Structural reforms to tackle inequality are critical to the success of the post-2015 development agenda, said participants at UNCTAD's annual Trade and Development Board (TDB).

A wide range of member States and experts from civil society, academia, multilateral institutions and the private sector returned to the issue several times throughout the meeting, emphasising that the current trend of ever-widening inequality was unsustainable.

The income share of the top 1 per cent of earners in the USA is now 20 per cent, the same as in 1925, said Giovanni Cornia, professor at the University of Florence, and a leading expert on the subject.

Between 2000 and 2010 most countries saw an increase in their Gini coefficient, with China's now at 45. While faster economic growth initially leads to greater inequality in developing countries, a Gini coefficient of 35 to 40 is associated with lower rates of growth, said Mr Cornia.

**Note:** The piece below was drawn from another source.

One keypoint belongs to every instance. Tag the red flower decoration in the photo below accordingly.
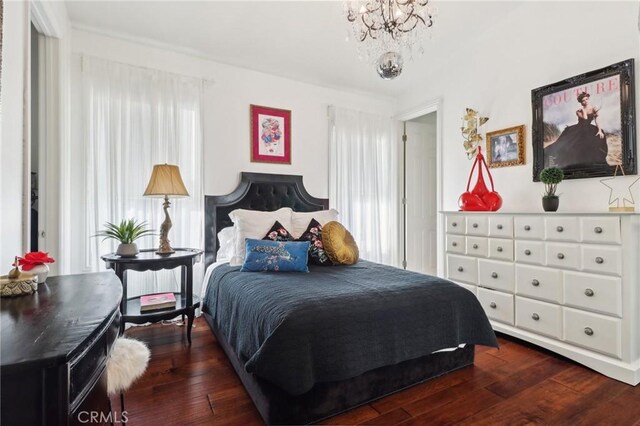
(34, 258)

Sanya Reid Smith, Senior Researcher at the Third World Network, presented the Report of the Public Symposium to the Board. She welcomed the Symposium, which was titled "A Better World Economic Order for Equality and Sustainable Development Post-2015", as a valuable opportunity for civil society to exchange ideas and contribute to policy dialogue.

Picking up on issues raised by civil society at the Symposium, Ms Reid Smith expressed concern about how multilateral trade and investment agreements had made it more difficult for developing countries to achieve food security, diversify their economies and invest in public services. For example, cotton subsidies in developed countries continued to drive African cotton growers out of business, TRIMS (Trade-Related Investment Measures) restricted developing countries' ability to pursue active industrial policies, and the TISA (Trade in Services Agreement) gave foreign firms access to markets for key public services.

At a separate session of the TDB, WTO Director-General Roberto Azevedo acknowledged that some of these issues had resulted in the current impasse at the WTO, with members unable to agree on the implementation of the new rules decided at the Bali Ministerial in December 2013. He said that WTO member States had made progress on issues concerning Least Developed Countries, agriculture and trade facilitation over the summer and were due to meet on 6 October to agree to adopt the new measures.

Throughout the meeting both developed and developing countries emphasised the risk that widening inequality poses to long-term growth. Some developing countries pointed out that sudden trade liberalisation can lead to unemployment and increase income inequality. At the opening session the European Union representative said inequality was a "universal concern for low, middle and high income countries" and that the global community needed a "job-centred sustainable development agenda".

Sangheon Lee, senior economist at the ILO, linked widening inequality to economic stagnation: "Investment-led growth will have limits without increased consumption," he said.